Freewriting goes fast, so expect more typos and spelling errors than you might usually make. Don’t let knowing those are happening derail your flow of thought. You can fix them later.
No matter how pleasing the results of a freewriting session, the technique is more a warm up exercise than a final product. The writing needs cooling. When read again later, it will be easier to conduct a careful revision for what to keep, what to edit out, and what needs adding. Consider doing a reverse outline to think about how points might be (re)organized. Do additional research for whatever extra supporting material you have determined is needed.
When measuring the rhythm in a poem, a foot is the smallest unit of repetition. Associate the “foot” of poetry lines with your own foot as you tap out rhythms in song lyrics: whether you perform a series of both firm and soft taps or you tap only on an accent and not at all on the softer beats, you are measuring a foot with your foot!

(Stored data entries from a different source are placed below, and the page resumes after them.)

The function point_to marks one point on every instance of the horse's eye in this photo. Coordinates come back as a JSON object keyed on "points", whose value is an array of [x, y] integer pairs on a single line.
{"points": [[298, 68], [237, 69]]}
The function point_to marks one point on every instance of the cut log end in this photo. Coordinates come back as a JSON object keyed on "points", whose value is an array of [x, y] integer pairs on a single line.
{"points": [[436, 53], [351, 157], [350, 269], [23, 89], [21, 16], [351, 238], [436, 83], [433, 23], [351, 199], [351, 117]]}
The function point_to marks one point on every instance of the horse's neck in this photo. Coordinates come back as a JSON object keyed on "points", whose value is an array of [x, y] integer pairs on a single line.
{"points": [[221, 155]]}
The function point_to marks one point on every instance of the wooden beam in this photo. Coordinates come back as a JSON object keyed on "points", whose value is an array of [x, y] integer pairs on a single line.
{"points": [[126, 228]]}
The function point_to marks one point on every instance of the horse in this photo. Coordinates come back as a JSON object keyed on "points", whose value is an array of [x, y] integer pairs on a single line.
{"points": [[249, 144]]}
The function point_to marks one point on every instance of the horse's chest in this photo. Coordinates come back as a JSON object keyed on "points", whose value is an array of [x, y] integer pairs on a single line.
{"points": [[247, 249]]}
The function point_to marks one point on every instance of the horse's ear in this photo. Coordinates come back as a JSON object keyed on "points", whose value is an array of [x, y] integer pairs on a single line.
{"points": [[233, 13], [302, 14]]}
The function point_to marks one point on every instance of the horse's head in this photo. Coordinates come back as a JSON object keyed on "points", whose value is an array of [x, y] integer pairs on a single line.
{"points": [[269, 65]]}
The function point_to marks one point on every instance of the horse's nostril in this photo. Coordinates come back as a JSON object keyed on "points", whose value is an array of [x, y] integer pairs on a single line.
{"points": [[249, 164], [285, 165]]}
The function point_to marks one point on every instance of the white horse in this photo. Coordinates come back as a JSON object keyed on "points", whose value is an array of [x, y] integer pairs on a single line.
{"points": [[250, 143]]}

How about a very old tune as an example? First, sing it without tapping your feet:
I’VE been WORKing ON the RAILroad ALL the LIVE long DAY
Now go back and add the toe tapping. Did you find your toes counting out more than just the accents? Your tapping was counting the music beats and not just those of the words. Poems also have some musicality. Scholars consider the musicality of voice and the length of the sound as components of meter.
Here’s a verse where the foot is four beats with the accent on the first and fourth:
RO·ses are RED/ VI·o·lets BLUE/ SUG·ar is SWEET/ AND so are YOU
And here’s another verse, this time a pop song*, with a similar foot:
LOOK at the STARS/ LOOK how they SHINE/ FOR you/ AND every·thing YOU/DO/ YEAH they were ALL/ YELL·ow …
Notice the variations on the foot? Musicians call this “syncopation.” In this example, the lyrical foot is shortened at “for you” and even more so at “do.” The resulting stumble in rhythm calls attention to the wording and consequently, to the song’s lyrics.
Go back to your chapter reading. Can you now see that all the terms for metrical feet and metrical lines are there less to be a torture and more to help you be very specific about describing a poem’s rhythmic flow?
* Coldplay. “Yellow.” Parachutes. Liverpool: Parlophone, 2000. CD.